本当に危険なのは漂白剤そのものではない。漂白剤の性質を知らないことである。もし子供が漂白剤を初めて手につけてみたなら、漂白剤がヌルヌルする事に少なからず興味を抱くはずだ。大人はヌルヌルの正体が化学反応であることを知っている。だから子供が面白半分で漂白剤を使わないように保護監督するのだ。

漂白剤はもう二、三の事を教えてくれる。これは事例を探していた私にとって、ただラッキーなだけではなかった。

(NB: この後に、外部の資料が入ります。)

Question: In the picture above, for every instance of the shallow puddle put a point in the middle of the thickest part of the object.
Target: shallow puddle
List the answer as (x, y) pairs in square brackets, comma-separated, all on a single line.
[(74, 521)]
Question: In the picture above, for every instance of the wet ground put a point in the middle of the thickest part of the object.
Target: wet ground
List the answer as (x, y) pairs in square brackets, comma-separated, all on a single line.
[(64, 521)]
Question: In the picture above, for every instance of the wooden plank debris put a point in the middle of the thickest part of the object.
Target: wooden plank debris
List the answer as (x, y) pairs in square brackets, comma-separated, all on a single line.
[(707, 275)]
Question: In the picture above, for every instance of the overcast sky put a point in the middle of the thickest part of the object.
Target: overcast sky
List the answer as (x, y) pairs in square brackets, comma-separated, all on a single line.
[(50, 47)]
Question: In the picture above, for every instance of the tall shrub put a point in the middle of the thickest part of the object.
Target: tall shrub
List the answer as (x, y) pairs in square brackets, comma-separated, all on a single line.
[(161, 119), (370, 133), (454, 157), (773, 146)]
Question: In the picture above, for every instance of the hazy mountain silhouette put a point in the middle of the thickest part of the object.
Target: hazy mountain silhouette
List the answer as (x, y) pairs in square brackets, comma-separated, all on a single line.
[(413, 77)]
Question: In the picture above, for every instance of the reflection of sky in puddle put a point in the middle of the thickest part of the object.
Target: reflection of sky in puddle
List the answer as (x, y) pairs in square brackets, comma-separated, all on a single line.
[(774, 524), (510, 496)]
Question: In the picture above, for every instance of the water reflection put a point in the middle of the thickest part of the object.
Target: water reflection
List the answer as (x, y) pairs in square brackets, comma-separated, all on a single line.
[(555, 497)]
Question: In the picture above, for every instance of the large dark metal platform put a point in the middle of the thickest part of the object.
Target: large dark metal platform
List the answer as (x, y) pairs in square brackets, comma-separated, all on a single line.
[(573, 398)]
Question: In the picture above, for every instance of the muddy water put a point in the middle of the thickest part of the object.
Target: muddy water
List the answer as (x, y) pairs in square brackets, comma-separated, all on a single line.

例がまた絶妙なのだ。

一つ目は漂白剤のラベルにはヌルヌル化学反応について一切注意書きがないのである。漂白剤に大きな文字で書かれているのは、あの有名なフレーズ「まぜるな危険」である。そして「酸性タイプの製品と一緒に使うと有害な塩素ガスが出て危険」とも書かれている。しかし、皮膚についた時は水で洗い流すように書かれているだけて、その理由については一切書かれていない。皮膚についた時の危険性を判断できるようにはなっていないのだ。

二つ目は「酸性タイプの製品」について説明がない点である。台所で石鹸を使った後の手で漂白剤を使う可能性を考えてみてほしい。実にあり得る話ではないだろうか。実は石鹸は酸性なのだ。だから漂白剤と反応して塩素ガスが出るのである。(そのはずだが検証したことはない) 厄介なのは石鹸や酸性の食器用洗剤には「まぜるな危険」とは書かれていない事だ。なぜだろうか私は知らない。ここまで書いておいてなんだが、私は化学に詳しくない(笑)。

例が絶妙だと言った理由は、これらの事が今後話題にするセキュリティの事例にピッタリ適用できるからである。すなわち、製造者は自分たちが危険だと思うことを警告する事はあっても、利用者が危険性を判断できるよう、必ずしも考慮しているとは限らないし、むしろ警告すべき事を必ずしも警告しているとも限らないという事だ。

以下のことを忘れないでほしい。

  • 本当に危険なのは製品そのものではない。製品の性質を知らないことである。
  • 製造者は利用者が危険性を判断できるよう、必ずしも考慮しているとは限らない。
  • 製造者は警告すべき事を必ずしも警告しているとは限らない。